Le personnage central, une jeune femme de 27 ans, Goucem (la superbe Lubna Azabal), a quitté Sidi Moussa pour fuir le terrorisme, avec Papicha (Biyouna), sa mère, une ancienne danseuse de cabaret. Elles se sont réfugiées dans une pension du centre d’Alger. Goucem, entre normalité et transgression, travaille chez un photographe, passe des nuits en boîte, partage quelques moments avec son amant, le docteur Sassi (Lounès Tazairt), un quinquagénaire séduisant, représentant typique de la bourgeoisie algéroise, que sa femme attend à la maison. Voilée et dévoilée, voulant se marier et vivre libre, fascinée et écoeurée par les lumières de la ville, Goucem incarne les contradictions qui traversent l’Algérie méditerranéenne, arabe, musulmane, berbère… Comme elle, des centaines de milliers de jeunes Algériennes veulent vivre leur liberté, sans renoncer à rien. Ce qui peut se payer cher : l’amie de Goucem, la prostituée Fifi (Nadia Kaci), mourra de cette volonté délibérée de subvertir des codes étouffants.
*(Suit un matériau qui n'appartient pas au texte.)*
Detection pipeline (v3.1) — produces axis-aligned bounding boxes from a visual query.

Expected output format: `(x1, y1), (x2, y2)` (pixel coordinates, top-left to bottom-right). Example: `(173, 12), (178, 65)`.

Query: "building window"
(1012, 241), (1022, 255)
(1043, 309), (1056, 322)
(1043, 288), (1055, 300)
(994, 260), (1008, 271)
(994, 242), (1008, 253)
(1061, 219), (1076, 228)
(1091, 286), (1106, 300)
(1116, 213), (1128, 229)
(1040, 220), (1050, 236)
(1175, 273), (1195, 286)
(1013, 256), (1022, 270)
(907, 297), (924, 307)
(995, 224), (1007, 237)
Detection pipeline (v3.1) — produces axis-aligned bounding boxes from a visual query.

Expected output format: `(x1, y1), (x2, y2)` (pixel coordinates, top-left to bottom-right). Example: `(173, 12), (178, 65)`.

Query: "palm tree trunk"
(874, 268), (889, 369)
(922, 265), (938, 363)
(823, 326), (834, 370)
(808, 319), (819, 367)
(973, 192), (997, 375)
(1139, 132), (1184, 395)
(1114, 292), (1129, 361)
Ce film, qui montre les déambulations des deux filles dans un univers masculin, est un hymne à la beauté et à la force des femmes, et une dénonciation de la lâcheté des hommes. On pense à Kateb Yacine, rebelle jusqu’au bout. On voit des images de plage, des élans d’homosexualité, de violence : Pasolini rôde. Des personnages étranges et généreux, des situations cocasses et tragiques : c’est l’univers d’Almodóvar qu’on croise par moments. Et une musique envoûtante rythme le film.
Nadir Moknèche s’inscrit ainsi dans une grande tradition cinématographique. Après Le Harem de madame Osmane, il persiste et signe. Dans une Algérie qui émerge d’une guerre civile qui ne voulait pas dire son nom, il a choisi de privilégier l’intime au détriment du collectif. Il n’y a plus d’innocence dans l’approche charnelle, dans les rapports humains. Seulement la nostalgie d’un passé heureux disparu. Et puis, il y a Alger, en noir et bleu, haute et vivante, enfin magnifiquement filmée. Scène de théâtre inquiétante, terrain de chasse des passions.